Certo è che si tratta, questo pezzo di mare, di un’importanza strategica di primissimo livello, essendo la via del commercio dell’Asia verso l’Europa, il Medio Oriente, l’Africa: chiudere questa via vuol dire “strangolare” la Cina, o costringerla alla guerra. E qui sta la ragione della “nuova via della seta”, perpetrata in questi ultimi 20 anni dalla Cina: un altro sbocco, via terra stavolta, verso l’Europa, il Medio Oriente e l’Africa (guarda caso passando dall’Afghanistan, abbandonato dalle forze alleate in fretta e furia), che non passi dal mare.
Investimenti ingenti, visti come una nuova colonizzazione da parte degli alleati. Certo, ma anche ingenti investimenti che l’Occidente non riesce o non vuole imitare, forse perché la propria struttura economica non è adeguata, come le sue industrie.
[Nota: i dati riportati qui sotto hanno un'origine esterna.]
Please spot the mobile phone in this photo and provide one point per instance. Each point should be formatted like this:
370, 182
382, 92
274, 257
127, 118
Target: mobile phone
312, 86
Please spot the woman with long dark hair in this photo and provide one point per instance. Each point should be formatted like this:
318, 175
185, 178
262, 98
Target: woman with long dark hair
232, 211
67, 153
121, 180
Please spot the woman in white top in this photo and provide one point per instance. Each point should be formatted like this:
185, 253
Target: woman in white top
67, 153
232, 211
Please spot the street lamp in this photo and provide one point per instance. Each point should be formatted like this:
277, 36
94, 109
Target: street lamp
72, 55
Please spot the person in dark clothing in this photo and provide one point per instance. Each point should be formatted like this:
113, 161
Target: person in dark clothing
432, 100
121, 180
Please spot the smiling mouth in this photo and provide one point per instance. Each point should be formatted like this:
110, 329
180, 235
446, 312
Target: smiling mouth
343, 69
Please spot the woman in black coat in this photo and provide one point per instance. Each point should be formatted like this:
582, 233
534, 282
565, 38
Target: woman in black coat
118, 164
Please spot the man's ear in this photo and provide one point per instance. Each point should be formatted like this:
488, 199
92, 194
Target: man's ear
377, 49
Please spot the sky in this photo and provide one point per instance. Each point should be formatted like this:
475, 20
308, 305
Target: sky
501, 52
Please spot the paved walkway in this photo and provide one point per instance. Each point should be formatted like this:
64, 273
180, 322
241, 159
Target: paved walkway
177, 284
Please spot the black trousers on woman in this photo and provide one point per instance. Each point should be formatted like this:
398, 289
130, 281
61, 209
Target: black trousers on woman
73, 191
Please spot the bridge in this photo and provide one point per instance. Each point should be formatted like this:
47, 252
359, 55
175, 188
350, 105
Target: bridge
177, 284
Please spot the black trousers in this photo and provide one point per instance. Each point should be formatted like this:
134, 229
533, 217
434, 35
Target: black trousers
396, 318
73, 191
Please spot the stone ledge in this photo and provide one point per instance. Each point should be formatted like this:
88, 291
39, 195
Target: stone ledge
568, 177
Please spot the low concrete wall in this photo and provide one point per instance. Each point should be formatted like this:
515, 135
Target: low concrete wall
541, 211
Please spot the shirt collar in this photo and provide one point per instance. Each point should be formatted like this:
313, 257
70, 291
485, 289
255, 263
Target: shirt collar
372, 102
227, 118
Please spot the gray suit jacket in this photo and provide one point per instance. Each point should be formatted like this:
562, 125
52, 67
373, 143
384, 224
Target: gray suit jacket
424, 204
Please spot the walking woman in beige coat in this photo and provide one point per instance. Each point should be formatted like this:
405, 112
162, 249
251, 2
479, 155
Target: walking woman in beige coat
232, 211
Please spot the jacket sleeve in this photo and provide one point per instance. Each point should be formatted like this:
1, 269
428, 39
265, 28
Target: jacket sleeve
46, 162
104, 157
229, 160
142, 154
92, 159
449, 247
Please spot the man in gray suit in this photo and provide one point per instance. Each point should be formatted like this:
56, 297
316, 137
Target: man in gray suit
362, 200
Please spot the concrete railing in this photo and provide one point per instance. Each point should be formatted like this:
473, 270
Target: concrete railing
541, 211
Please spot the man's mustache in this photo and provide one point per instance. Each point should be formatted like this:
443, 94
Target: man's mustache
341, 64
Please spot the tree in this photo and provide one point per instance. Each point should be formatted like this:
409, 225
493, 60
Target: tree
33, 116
La Cina ha denaro sufficiente, le infrastrutture e le aziende pronte a tali investimenti: soprattutto una mentalità di conquista economica non indifferente: questa non s’improvvisa. Poi, naturalmente, il coraggio imprenditoriale e gli uomini adatti per costruire porti, aeroporti, strade, ferrovie in tutto il mondo. È la nuova via della seta, una nuova via di commercio, che non sia, come oggi, solo in mano agli “alleati”. Qui è la sfida, pensiamo noi in Asia: da una parte il commercio e dall’altra le armi. Uno combatte con gli investimenti: il resto del mondo, con i sottomarini.
Il mondo è lontano dall’unità se si vede nell’altra azienda o nell’altra nazione solo e soltanto un competitor: c’è bisogno di una mentalità “vinci vinci” (vinco, vinci? ndr). Cioè, si vince insieme. Basta investire in armi e sottomarini: investiamo in risorse umane ed economiche che creino a loro volta lavoro e occupazione.